Chrétien, as his name suggests, is French-Canadian. And it can be argued that much of the social-democratic element in Canadian politics is the legacy of Quebec. Characteristically, Montreal has been host to the largest and greatest number of demonstrations in North America against the war. Perhaps the only place in the world where poverty has been drafted into law as “illegal”, the province has held demonstrations in even the smallest towns.
The message is that new-market economic principles and war are one of a kind. It’s one that Jean Chretien knows full well as being the driving spirit for the conservative orphans of Mother England. Stripping away Canada’s excellent social services they promote tax cuts that, like in the US, benefit only the richest in the end. And when the population claims to have not known of the hidden agenda, — how more of their collective wealth keeps seeping through the loopholes of modern accounting and taxation — they’ll be able to thank their loyal private media. When they do, they can give special mention to the newspapers owned by archconservative pro-Sharon tyrant, David “Dizzy” Asper.
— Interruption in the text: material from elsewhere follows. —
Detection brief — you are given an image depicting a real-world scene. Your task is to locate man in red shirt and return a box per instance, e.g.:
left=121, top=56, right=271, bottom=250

Hovering over the country’s free press, this prime controller is known for first overruling, then firing, columnists who speak out in favor of a Palestinian state.
REALISM: DOES IT EXIST?
Raise the military budget for what reason? Isn’t this the point that Richard Perle was asked to contemplate just a few days before slamming Chretien as a “lame duck” for his opposition to US foreign policy? And, getting back to ambassador Cellucci: defend Canada from what invading nation? Would any country be so stupid as to invade or attack Canada while leaving the US alone, as if Canada were not part of NORAD, a treaty allowing the US to retaliate to an attack against Canada as if it were part of itself? Who are these politicians trying to fool apart from themselves?
Harris himself is calling for a continental security perimeter. Even without such slips to sovereignty, geography overrules treaties here. During the cold war, Canadians could often picture themselves during Armageddon as somehow saved by the grace of the almighty–if only they would look at the globe while tipping the Arctic from top to center. In the event of a US-Soviet conflict, cruise missiles would have been flying up above to and fro. Canadians would wind up with pinched neck nerves and whiplash in their incessant scanning of missiles whisking by overhead.
Back in 1983, when the US was testing cruise missiles in northern Alberta, our neighbors made it sound like it had something to do with similar landscape patterns to the northern Soviet Union. It was quite obvious that tests were conducted over the very territory the missiles would fly in the event of war.
So why raise the military budget when you’re fated to stick in the middle? Obviously to deal with the poor and disgruntled, whose ranks are ever-growing in a country having convinced its population that the “welfare state” is passé, and that now it’s the time to dip back into the jungle where there’s a rule for everyone and him/herself.
In that jungle, even Canadians ministers lose their legendary diplomatic cool and call Americans ‘bastards’. So the memo reads that Bush is irate at Canada. The content is that Canada’s bid to dialogue is worth nothing faced with the Empire’s might. More than a forest in which felled trees fall silent, this is a world in which dialogue is pulverized into communication: a world in which Kant is mercilessly crushed by Hobbes.